With the piped ganache set sufficiently, I used my marble slab to re-temper the semisweet chocolate and ladled that over the mold, filling over each square of ganache and then tapping (again) to remove air bubbles. It's not that I have a compulsion about this: It's that air is the enemy of shelf life on the inside of molded chocolates, and on the outside it makes unsightly holes in the surface of the candy. Check out the finished product at left -- all that banging away paid off. Anyway, after scraping down the mold I let it sit for 15 minutes to crystallize the chocolate, then stashed it in the refrigerator for another 20 minutes. This contracts the chocolate and makes it easy to unmold. I turned the candies out onto the cutting board, and here is where my untidy mold cleaning, which I mentioned above, told its tale: My chocolates all had skirts on them. Most of them easily chipped off and left clean edges, but it was a far cry from the neat turnouts the pros routinely get. I'm giving these bonbons a B for the following reasons: The chocolate tempered well and came out with a shine, and the ganache is  flavorful and beautifully textured. However, it's a tad runny for comfortable eating, and the decoration of the chocolate is not compelling. Execution of the shell mold was too sloppy, and I could have left the pieces for a little while longer for a smoother turnout. Not a terrible result for an afternoon's effort. And my official taste tester keeps making off with these. He's quite a food critic, so if these candies weren't tasty I wouldn't have to be sneaking aside the ones I promised to mail to a couple of people...

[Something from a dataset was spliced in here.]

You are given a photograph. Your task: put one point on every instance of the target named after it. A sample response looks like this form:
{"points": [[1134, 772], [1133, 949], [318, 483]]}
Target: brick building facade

Wednesday, February 24, 2010

Caramel: Sweet, sticky success.

I've been wrestling with caramel recipes lately, throwing out one batch (that one hurt; the raspberry puree wasn't cheap) before studying up and coming out with an acceptable offering. My passionfruit caramel was quickly munched up by my husband, his colleagues, and my work buddies as well. The key to caramels: lack of humidity and abundant patience. This batch was a standard soft-caramel recipe using sweetened condensed milk. I like this type because it reminds me of being a kid. But I decided to zing it up a bit, so when the cooking temperature reached 240 F, I added 250 grams of passionfruit concentrate. Note for next time: Heat the concentrate to boiling so it won't slack back the batch quite so much. Caramels take a lot of stirring to prevent scorching the pan, and a lot of doctoring so the stirring won't crystallize the mass. I doctored with corn syrup (standard, not high-fructose). Next time I'll go with straight glucose, which is the supercharged variety of good ol' Karo, and see how things go. Anyway, once the caramel set up I had the devils time cutting it. I need to find a trick for that. But the enrobing went easily and I used cocoa-butter transfer sheets to put on the design. Next up: shell-molded fondants, perhaps cherry cordials.